I have a page written in Perl by someone else. I don't know Perl, so I wrote a PHP file that right now just links from the Perl page. What I'd like to do is embed the PHP file in the Perl file if the perl page has been passed a certain variable. If I were using PHP for both I could just do

if ($_GET['sidebar']) include "embedded.php";

I know there are ways to read text files in Perl, but can I include a PHP file within a Perl file?

I'm assuming it wouldn't work because they're processed by different parts of the server, so no high hopes, but maybe someone's tried something like it.

+8  A: 

There are the PHP and PHP::Interpreter modules, both have an include method. Haven't tried either of them myself though.

Leon Timmermans
A: 

You could check out this project:

http://search.cpan.org/~esummers/PHP-Include-0.2/lib/PHP/Include.pm

HP::Include builds on the shoulders of Filter::Simple and Parse::RecDescent to provide a Perl utility for including very simple PHP Files from a Perl program.

When working with Perl and PHP it is often convenient to be able to share configuration data between programs written in both languages. One solution to this would be to use a language independent configuration file (did I hear someone say XML?). Another solution is to use Perl's flexibility to read PHP and rewrite it as Perl. PHP::Include does the latter with the help of Filter::Simple and Parse::RecDescent to rewrite very simple PHP as Perl.

Filter::Simple is used to enable macros (at the moment only one) which cause PHP to be interpolated into your Perl source code, which is then parsed using a Parse::RecDescent grammar to generate the appropriate Perl.

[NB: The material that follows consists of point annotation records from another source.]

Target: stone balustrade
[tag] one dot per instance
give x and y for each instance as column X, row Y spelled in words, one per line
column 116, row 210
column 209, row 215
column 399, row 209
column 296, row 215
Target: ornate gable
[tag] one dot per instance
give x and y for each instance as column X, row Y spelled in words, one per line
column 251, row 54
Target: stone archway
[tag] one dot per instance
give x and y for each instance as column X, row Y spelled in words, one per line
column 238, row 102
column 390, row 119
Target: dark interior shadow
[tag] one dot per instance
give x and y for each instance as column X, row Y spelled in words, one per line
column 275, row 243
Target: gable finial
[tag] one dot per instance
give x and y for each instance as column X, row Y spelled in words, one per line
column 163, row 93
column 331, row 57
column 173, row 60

PHP::Include was designed to allow the more adventurous to add grammars that extend the complexity of PHP that may be included.

splattne
That only supports a small subset of PHP, it is likely not to be enough.
Leon Timmermans
+7  A: 

If you simply want to include the resulting output (HTML, etc.) of the PHP script into the perl-generated page you can use backticks to call either the PHP script via php-cli, like this:

First, the test.pl script:

[root@www1 cgi-bin]# cat test.pl
#!/usr/bin/perl
print "This is a perl script\n";
my $output = `php test.php`;
print "This is from PHP:\n$output\n";
print "Back to perl...\n";
exit 0;

Next, the test.php script:

[root@www1 cgi-bin]# cat test.php
<?php

echo "PHP generated this";

?>

Here's the output of running "test.pl":

[root@www1 cgi-bin]# perl test.pl
This is a perl script
This is from PHP:
PHP generated this
Back to perl...
rjamestaylor
A: 

Perl interpreter can execute Perl syntax commands, despite there are some similarities between Perl and PHP syntax, you will need a PHP interpreter to run PHP code. Instead you can use some Perl commands to use output of a PHP script. you should execute the PHP script using the system PHP interpreter in your Perl code, and then use the output of that execution. your PHP code needs to be some command line code that will return (like echo or print) the output. if you need to pass arguments to the PHP code, use command line arguments when executing the PHP script in your Perl code. so your Perl code will be like this:

 // your code before PHP call
 $php_output = `php /path/to/php/script -param1 -param2 -param3`;
 // your code after PHP call

and your PHP script can receive parameters like this:

<?php
// argv() is defined by PHP and contains all command line params
$params = argv();
// first index of argv is the name of the PHP script you are running.
array_shift($params);
// now you have all parameters.
// your code here generates some results.
echo $resutls;
?>

I'm not a Perl programmer, so there might be other (better) ways to execute a external program in Perl. but the general steps are like this.